At Boston University there is a small office, managed by Thomas Swift, which handles Veterans affairs for 400 students on campus. Last week I spoke to Thomas Swift and he told me about the various programs that are available to students.
Boston University accepts five different military benefit programs: Tuition assistance, Chapter 33, Chapter 35, Chapter 30, and Chapter 1606.
Tuition assistance: This program is used by active duty military personnel who are attending college. The person using this program has to maintain a certain GPA level, which is reported to the Department of Defense. If students’ grades dip below the GPA level, then they have to pay the money back.
Chapter 33: Also known as the Post 9/11 GI Bill is for veterans who have served at least 90 days on active duty after September 10, 2001. Students under this program receive a tuition and fee payment to their school and a monthly housing allowance. The amount of money that a student receives under this program depends on how long they severed under active duty. If a veteran does not use the Chapter 33 benefits for themselves, they can transfer them to a dependent such as a spouse of child. The dependent does not have to serve anytime in the military.
Chapter 35: These tuition benefits are for dependents of veteran who has been permanently disabled or died in the line of duty, missing in action, or is being currently forcibly detained in the line of duty by a foreign government or power.
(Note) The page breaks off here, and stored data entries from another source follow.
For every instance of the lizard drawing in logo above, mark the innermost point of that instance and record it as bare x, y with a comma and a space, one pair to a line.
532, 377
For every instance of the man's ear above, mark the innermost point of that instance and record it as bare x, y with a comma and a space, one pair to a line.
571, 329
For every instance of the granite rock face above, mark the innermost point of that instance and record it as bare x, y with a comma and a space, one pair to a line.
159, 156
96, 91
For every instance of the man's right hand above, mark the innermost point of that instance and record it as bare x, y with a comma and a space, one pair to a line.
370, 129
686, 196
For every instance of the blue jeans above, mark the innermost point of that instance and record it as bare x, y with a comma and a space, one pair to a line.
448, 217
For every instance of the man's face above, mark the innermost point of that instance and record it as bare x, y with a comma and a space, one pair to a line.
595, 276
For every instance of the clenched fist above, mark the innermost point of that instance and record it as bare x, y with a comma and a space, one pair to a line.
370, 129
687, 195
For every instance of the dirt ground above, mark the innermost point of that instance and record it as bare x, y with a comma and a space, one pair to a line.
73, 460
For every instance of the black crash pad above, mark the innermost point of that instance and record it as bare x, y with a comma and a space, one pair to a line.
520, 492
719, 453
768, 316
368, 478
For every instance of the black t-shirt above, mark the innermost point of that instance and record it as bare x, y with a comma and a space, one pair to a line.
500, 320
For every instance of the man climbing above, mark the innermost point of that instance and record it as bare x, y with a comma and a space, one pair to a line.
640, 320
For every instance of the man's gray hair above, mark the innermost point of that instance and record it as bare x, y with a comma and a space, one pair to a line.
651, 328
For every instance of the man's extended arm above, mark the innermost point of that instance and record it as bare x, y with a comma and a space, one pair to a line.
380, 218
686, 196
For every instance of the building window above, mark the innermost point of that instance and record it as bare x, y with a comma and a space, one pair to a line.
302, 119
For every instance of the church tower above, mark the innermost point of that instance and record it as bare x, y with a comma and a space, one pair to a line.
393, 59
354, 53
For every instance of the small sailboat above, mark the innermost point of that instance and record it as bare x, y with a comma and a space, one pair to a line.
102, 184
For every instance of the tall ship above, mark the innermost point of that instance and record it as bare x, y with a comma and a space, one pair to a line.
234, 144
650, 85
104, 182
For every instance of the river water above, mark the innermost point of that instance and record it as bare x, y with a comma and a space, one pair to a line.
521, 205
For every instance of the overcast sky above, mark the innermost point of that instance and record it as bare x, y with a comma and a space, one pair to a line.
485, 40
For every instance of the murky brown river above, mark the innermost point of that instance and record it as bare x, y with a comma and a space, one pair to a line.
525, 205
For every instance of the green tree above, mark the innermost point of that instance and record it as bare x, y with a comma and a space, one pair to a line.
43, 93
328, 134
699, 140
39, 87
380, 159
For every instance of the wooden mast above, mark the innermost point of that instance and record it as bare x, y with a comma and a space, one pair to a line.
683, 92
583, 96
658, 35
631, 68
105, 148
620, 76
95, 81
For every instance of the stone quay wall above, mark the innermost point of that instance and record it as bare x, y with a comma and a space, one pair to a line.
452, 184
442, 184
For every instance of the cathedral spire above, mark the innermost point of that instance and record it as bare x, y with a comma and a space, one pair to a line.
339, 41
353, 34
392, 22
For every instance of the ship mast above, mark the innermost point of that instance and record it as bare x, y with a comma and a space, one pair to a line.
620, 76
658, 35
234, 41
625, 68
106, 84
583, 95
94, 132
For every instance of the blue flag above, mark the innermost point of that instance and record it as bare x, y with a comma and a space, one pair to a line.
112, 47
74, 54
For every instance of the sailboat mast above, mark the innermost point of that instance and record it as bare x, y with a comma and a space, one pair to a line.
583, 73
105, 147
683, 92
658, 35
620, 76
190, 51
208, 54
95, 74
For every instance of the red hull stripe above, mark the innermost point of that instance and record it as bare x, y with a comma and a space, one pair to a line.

Chapter 1606: This tuition program is also known as the Montgomery GI-Bill Selected Reserve is for people who have entered into a six-year contract to serve in the Selected Reserve, completed their initial active duty for training, completed high school or received a GED, and maintained Selected Reserve Status.
All of these programs do have more rules and restrictions, but are pretty straight forward. Swift suggest going to the Veterans Affairs website to find out more information about each program to see if you qualify or not.
After figuring out which program you are qualified for, you have to apply for a Certificate of Eligibility on the VA’s VONAPP website. When you receive your certificate, you send it to the school that you will be attending’s veterans affairs office. From there you are pretty much set.
At BU, Thomas Swift does not only deal with veteran benefit assistance. He works with the career development office to help military personnel and their families find jobs, coping with the transition from military life to college life and many other things.